To the north east is Beachers cove with sandy beaches and offshore reefs. To the south east are lush kelp beds and vast reefs. To the south west is Bee Rock and some of the most pristine beautiful diving to be found anywhere. The north east though, that's the wide open diving of Talcott Shoal. That is unique and a place where the big bugs roam.
I'll make this description progress around the island from the coves of the north east side of the island, east to the south side of the island and then north again to Talcott Shoal. It would be clockwise if you were looking down on the island.
On the North East side of the island is Beachers Cove which is about 5 miles wide and has sandy shores. The reefs offshore from the Beachers Cove are very extensive and are good enough diving, but the visibility is often limited. It's a big area though and you can never tell what you might find. There are lots of fish as well as occasional abalone, crab and lobster. You will never run out of reef there, but it's not Santa Rosa diving at its best.
Going South East from there is an area of coves on the east end, between Santa Rosa Island and Santa Cruz island. These can be very interesting. There is lots of reef, but it's not always the best diving, mostly due to currents and the poor visibility that the currents cause. Those same currents support lots of filter feeders though. Here was where I found large scallops growing amongst sandworm colonies. You could basically break the scallops off the rocks with your hands, because they had a hard time finding room to attach to the rocks well. With a bit of visibility, this is a good spot for photography and there are numerous nudibranchs.
The south east side of the island has miles of extensive reefs with thick
kelp beds. It is a great place for diving, but I never was impressed with
the hunting here. I suspect that the commercial fishers really worked the
abalone here. There were lots of fish as well, but I never saw many that
A couple miles off the southeast side of the island is a large seamount that offers beautiful diving that often has very good visibility. It is a great place for sight seeing with lots of invertebrates, but it too has rather poor hunting.
South Point is not surprisingly the southern most point of the island. It forms and protects one side of Johnson's Lee. This area is a popular dive site because of the calm waters and the abundance of red abalone there. Most are not that much over the legal 7 inch size, because the abundance of the area attracted heavy attention from the commercial abalone fishers. The area up and down from the point is a huge kelp bed with a large reef area. Much of the reef is large rocks with sand channels running between them. At the loser edges of these rocks, many of which are undercut, are numerous abalone and red urchins. There used to be far more. The area often has very good visibility and this is where the Czar found his 53 pound halibut.

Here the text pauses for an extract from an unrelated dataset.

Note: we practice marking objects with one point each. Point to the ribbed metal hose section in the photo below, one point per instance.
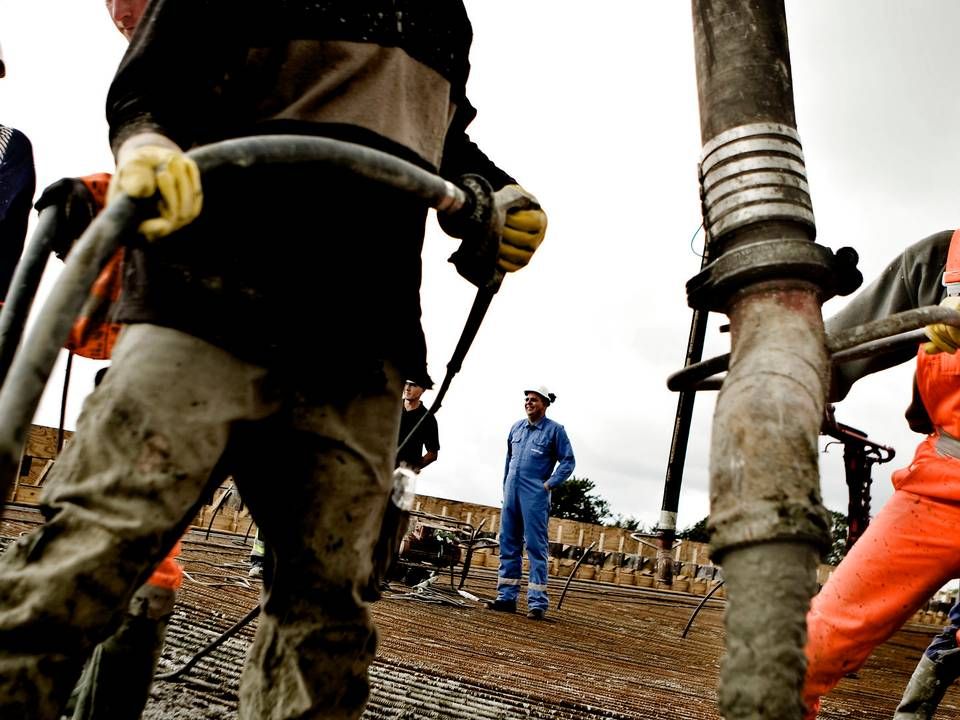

As you progress around the corner, past South Point towards Bee Rock,
you get to miles of very exposed, very extensive kelp beds. The whole
area is extremely lush and is not heavily visited. Visibility tends to
be good here and there is a great deal of life to see. The extensive
reefs give cover to a great number and variety of fish. Some of them
are big fish including large calico bass, sheepheads and sometimes,
lingcod. There are lots of invertebrates and you can never tell just
what you might encounter including many nudibranchs. There are numerous
abalone as well and some lobster.
One curiosity here is that, like the west end of Santa Cruz Island, the reefs off shore are ledges that run parallel to the island and can stick up as much as 20 feet. Well, as the swell moves towards the island from the west, it can make quite a surge over these ridges. While it is not difficult diving, a diver moving up the ridge, may suddenly be grabbed by a very strong surge and whipped right over the top of the ridge. It's sorta exciting if you aren't ready for it, but not dangerous unless you fight it. Intentionally diving on these ridges can be a challenge, but is very interesting. It is also a terrain where Lingcod like to hang out in small calm spaces on the large flat rock surfaces of the ledges. Between the ledges can be big areas of broken rocks that offer cover to all kinds of life.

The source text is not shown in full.